Esta gente había estado luchando aquí durante mucho tiempo.
Lei Zhen no había regresado, pero otros habían entrado.
Quién había ganado y quién había perdido estaba claro para todos los presentes.
Las mujeres de aquí, al darse cuenta de que el objetivo de esta gente no eran ellas, se apresuraron a escapar al exterior.
—Es justo aquí.
Cen Anbang se acercó a un muro que tenía un mural.
Dos metros de ancho y casi cinco de largo.
En el mural, un hombre de pelo largo estaba de pie con los pies en la tierra y las manos levantando el cielo.
Cualquiera con un poco de cultura podría adivinar quién era este hombre.
Era el legendario Pan Gu.
Cen Anbang colocó ambas manos en el mural, cerró los ojos y liberó suavemente su Energía Qi.
La pintura empezó a brillar débilmente de forma gradual.
Al final, el mural pareció cobrar vida, y el largo cabello de Pan Gu en la imagen ondeó suavemente.
—Entrad —dijo Cen Anbang con una sonrisa, entrando a la vez que su figura se desvanecía de ese lugar.
—Nunca hubiera pensado que esta pintura era una formación, qué bien oculta está.
Feng Lin fue el primero en entrar.
Los demás lo siguieron y entraron tras él.
Llegaron a una habitación secreta completamente a oscuras, donde Cen Anbang sacó un mechero y encendió las velas de la mesa.
La habitación se llenó gradualmente de un tenue resplandor.
Cen Anbang abrió un cofre, miró el conjunto de Tesoros Naturales que había dentro y dijo con una sonrisa: —Como esperaba, los tesoros siguen aquí.

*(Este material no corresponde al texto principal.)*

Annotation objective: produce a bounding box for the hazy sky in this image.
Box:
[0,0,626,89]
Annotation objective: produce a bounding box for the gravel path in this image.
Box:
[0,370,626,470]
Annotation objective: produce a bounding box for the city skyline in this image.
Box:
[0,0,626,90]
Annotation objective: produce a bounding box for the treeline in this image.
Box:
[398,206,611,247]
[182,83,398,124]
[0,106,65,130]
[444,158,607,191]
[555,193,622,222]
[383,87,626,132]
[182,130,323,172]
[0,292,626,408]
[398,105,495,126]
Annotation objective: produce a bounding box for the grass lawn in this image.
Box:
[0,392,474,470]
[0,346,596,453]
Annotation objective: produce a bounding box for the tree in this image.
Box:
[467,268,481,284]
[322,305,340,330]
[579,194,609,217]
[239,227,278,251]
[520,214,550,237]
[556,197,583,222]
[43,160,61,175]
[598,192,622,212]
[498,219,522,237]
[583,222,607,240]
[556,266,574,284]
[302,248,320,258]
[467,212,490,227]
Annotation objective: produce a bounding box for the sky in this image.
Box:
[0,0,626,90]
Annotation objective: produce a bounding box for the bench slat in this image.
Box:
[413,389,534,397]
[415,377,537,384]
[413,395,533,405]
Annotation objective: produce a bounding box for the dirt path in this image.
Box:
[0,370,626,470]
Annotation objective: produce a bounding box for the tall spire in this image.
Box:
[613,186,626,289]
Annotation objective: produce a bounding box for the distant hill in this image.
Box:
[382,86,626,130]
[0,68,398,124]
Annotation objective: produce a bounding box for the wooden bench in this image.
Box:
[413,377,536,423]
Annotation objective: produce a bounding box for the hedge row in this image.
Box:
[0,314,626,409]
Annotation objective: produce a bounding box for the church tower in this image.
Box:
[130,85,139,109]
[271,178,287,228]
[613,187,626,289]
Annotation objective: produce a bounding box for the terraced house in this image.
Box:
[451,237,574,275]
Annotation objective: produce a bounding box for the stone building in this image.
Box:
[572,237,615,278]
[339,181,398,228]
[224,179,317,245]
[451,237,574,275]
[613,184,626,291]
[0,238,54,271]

Feng Lin se acercó a echar un vistazo y, aunque había muchos, la mayoría tenían entre treinta y cuarenta años.
Algunos se habían deteriorado por el paso del tiempo y su potencia se había reducido enormemente.
—En aquel entonces, los del Nivel de Gran Logro que aún podían luchar fuera solían guardar sus tesoros en sus antiguos refugios donde se utilizaba la Formación Ancestral —continuó Cen Anbang mientras buscaba en otros cofres y encontraba algunas Píldoras Elixir.

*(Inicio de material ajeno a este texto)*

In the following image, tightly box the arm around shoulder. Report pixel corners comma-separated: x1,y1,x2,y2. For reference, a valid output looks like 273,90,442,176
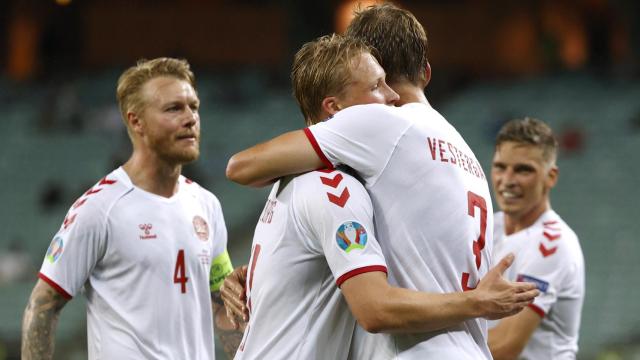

Feng Lin también se puso a buscar y encontró una caja negra del tamaño de un ladrillo con la Formación del Candado Celestial.
¡Clic!
Feng Lin ejecutó la Técnica de Ruptura de Formaciones, destruyó la formación y abrió la caja.

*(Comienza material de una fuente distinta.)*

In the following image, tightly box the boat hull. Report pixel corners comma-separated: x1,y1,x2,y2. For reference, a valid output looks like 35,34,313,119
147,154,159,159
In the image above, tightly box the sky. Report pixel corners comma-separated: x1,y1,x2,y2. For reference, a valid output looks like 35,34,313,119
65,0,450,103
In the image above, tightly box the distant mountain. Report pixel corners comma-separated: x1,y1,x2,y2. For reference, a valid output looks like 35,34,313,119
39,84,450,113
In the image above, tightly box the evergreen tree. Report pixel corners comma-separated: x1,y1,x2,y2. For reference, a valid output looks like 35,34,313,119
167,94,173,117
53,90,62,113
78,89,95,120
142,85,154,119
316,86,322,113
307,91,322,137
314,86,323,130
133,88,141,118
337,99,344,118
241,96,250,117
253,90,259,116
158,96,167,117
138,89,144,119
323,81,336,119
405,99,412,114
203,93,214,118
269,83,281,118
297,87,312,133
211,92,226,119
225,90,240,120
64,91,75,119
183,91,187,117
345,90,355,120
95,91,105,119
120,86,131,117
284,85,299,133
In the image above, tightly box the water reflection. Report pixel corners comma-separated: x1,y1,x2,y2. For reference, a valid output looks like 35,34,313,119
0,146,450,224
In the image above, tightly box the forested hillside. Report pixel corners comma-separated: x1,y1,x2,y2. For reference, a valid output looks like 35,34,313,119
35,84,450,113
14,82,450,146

Dentro no había un tesoro, sino solo un trozo de pergamino.
Lo sacó para echar un vistazo; era un mapa.
—¿Qué es esto?
Cen Anbang también se acercó y miró las marcas del mapa.
De repente, inspiró bruscamente por la sorpresa. —Esto es… las Ruinas de la Familia Xu.
—¿Las Ruinas de la Familia Xu? ¿Qué Familia Xu?
Xu Ruoying se acercó inmediatamente.
—Si no recuerdo mal, deberían ser las ruinas donde estuvo una vez Xu Quan —dijo Cen Anbang, mirando a Xu Ruoying—. Por cierto, esta ubicación la encontró Cen Cai Xuan. Originalmente acordamos ir a verla juntos, pero nuestra Secta Qiankun tuvo problemas en ese periodo.
—¿Qué? ¿Xu Quan? ¿Mi bisabuelo?
Xu Ruoying tenía la mirada perdida; ya se había enterado de bastantes cosas sobre los asuntos de la Familia Xu.
El padre de su abuelo Xu Guoshou era Xu Quan.
—¿Tu bisabuelo? ¿Eres de la Familia Xu? —preguntó Cen Anbang conmocionado.
—Correcto, mi nombre es Xu Ruoying, Xu Guoshou es mi abuelo y Xu Quan es el padre de mi abuelo —explicó Xu Ruoying.
—Esto es toda una coincidencia, pensar que un miembro de la Familia Xu, que se creía desaparecida desde hace mucho, ha vuelto a aparecer.
Cen Anbang le entregó el mapa a Xu Ruoying.
—¿Has mencionado que la Familia Xu está desaparecida? Entonces, ¿significa eso que no hay miembros de la Familia Xu en esta ruina? —preguntó Feng Lin, señalando el mapa.